Wired had a good article about the pictures we take with digital cameras, and how hard it is to archive them in usable form.

It reminds me of when my roommate back in my first year of gradschool finally got a digital camera. He was so excited about his new toy that he went around the apartment taking pictures of everything–including his trash can. The contrast between his world and the world of my great-grandparents (or, more precisely, the contrast betwen me looking back on my great-grandparents’ world and his future-great-grandchildren looking back to his and my world) was striking. My great-grandmother passed away a few months ago, at a day shy of her 104th birthday. If I want to explore about her life, the only resources I have is a few old letters she saved from her childhood, yellowed picture albums and far more yellowed newspaper clippings.
My old roommate’s future descendants, though, could be potentially drowning in information. Every email he’d ever written, thousands (by that time, millions) of pictures he’s taken, ranging in importance from a picture of he and his yet-unmet bride eating their wedding cake together, to a picture of his trash can, taken upon the second day of purchasing a digital camera.
(I first thoughta bout this a long time ago)

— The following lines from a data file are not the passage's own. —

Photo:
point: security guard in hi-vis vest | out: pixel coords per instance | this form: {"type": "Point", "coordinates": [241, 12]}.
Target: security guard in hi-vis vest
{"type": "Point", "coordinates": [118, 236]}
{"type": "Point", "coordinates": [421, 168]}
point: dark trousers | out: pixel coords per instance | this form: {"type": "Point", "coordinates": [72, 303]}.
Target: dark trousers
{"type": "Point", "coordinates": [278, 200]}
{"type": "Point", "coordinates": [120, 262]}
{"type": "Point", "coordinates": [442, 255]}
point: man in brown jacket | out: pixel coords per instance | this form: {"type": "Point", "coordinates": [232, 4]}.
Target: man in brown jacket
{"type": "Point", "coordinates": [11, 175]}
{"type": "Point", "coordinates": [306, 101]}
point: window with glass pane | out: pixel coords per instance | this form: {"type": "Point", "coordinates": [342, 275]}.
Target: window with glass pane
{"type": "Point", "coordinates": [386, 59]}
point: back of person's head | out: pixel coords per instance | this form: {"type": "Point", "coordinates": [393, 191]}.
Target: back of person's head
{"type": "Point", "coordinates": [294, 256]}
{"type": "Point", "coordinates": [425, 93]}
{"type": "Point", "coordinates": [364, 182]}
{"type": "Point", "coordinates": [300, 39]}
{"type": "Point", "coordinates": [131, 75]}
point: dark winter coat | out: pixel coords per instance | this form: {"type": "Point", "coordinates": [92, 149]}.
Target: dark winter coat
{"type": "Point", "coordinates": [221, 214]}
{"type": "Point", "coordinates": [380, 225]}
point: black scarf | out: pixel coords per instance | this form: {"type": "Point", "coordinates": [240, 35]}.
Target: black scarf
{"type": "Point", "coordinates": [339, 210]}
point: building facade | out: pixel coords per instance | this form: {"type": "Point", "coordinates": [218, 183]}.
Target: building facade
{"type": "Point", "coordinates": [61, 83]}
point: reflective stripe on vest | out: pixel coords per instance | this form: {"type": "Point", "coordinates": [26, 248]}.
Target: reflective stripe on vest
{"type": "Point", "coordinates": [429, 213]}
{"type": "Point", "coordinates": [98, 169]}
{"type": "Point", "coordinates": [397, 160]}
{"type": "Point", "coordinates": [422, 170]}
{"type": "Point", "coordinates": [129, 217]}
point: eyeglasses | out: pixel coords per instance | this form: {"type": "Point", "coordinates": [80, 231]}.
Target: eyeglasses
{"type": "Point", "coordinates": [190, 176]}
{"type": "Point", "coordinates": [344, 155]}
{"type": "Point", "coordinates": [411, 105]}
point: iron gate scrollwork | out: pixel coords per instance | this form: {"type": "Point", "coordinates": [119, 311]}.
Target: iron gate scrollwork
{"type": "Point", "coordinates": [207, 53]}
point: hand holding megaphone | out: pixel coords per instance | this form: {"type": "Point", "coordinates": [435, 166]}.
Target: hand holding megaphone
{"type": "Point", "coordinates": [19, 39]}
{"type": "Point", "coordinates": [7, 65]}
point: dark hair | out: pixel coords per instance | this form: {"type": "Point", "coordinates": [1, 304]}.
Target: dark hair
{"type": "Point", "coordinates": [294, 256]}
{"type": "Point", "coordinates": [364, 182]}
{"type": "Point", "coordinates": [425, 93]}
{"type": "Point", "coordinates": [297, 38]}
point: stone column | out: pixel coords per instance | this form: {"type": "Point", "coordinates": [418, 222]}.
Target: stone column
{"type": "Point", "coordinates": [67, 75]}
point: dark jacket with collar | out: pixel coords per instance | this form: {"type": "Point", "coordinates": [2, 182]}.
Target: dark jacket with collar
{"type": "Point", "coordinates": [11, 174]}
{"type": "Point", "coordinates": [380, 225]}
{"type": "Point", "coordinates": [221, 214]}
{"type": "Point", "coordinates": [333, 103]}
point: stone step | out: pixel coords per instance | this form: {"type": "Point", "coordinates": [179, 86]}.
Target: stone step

There’s a couple lines from a T.S. Eliot poem, “The Rock” which, taken out of context, fit all this very well:

Where is the wisdom we have lost in knowledge?
Where is the knowledge we have lost in information?

The future of information (really, the future of data, from which information must first be gleaned before it can then be distilled into knowledge (and can we ever really hope for wisdom?)) relies on being able to filter what we need from the dross. Google surprised us all by showing that search was better than manual labelling. Why construct a knowledge ontology (like the one Cyc uses) documenting in prepositional logic the birth- and death-date of George Washington? Why bother when a google search can at it without me having to extend the manpower-hours constructing such a database.

The Wired article says that, as far as images go, it’s a problem of associating the right metadata to the each data. The final page of the article lays out a number of solutions to the data-lacking-metadata problem. Manual tagging, cameras writing standardized metadata, data mining of personal computer info, AI-driven image recognition, and that wonderful would-be-panacea called “Social Networks” that are supposed to save the world (if we ever find a use for it, but that’s another blog entry…).

I hazard to guess that the future is not in manual tagging, or anything relying on humans to rote-annotate data. With all respect for the niche del.icio.us has brought us, I think Google has taught us the strength of smart algorithms running on top of lots of data–that its utility can easily surpass human-driven annotation. We’ve had those algorithms for analyzing text for a while now–natural langauge processing is built on the shoulders those techniques–now we need the goods for images.

A couplet of Xhan’s (taken out of context, too), fits both with this situation (and, ironically, with the Eliot’s original context in The Rock):

This is twenty first century light, and the
darkness never seemed to shine so bright

3 Comments

  1. I think Google actually uses human input a lot: most links out there are arguably created by humans.

    Posted on 20-Oct-04 at 09:57 | Permalink
  2. Touche. As a computer scientist it’s too easy to focus on the neat algorithms and forget about the source of data. I think the neat thing about Google was that they took data that was created for an entirely different purpose, and found something emergent in it (at least back before people started to game google, people wrote links to populate their micro-world, with little thought of any big picture). Thanks for the correction, I’ll need to re-think my criticism of manual tagging.

    But I still wonder: is manual tagging the way to go? There are the focused dataphiles who care enough to metamark everything they have, but what about the lazy masses?

    Posted on 22-Oct-04 at 08:36 | Permalink
  3. I think that Google is also showing the strains of scaling–in terms of spamming, and data overload. It’s still useful to me for general queries, for very specific searching…but it’s not particularly useful in getting a feel for zeitgeist, for knowing what my peers think is important or useful, for effective resource discovery.

    (Oh…and thanks for the Eliot couplet; I’ve long wondered where those lines came from!)

    Posted on 25-Oct-04 at 10:05 | Permalink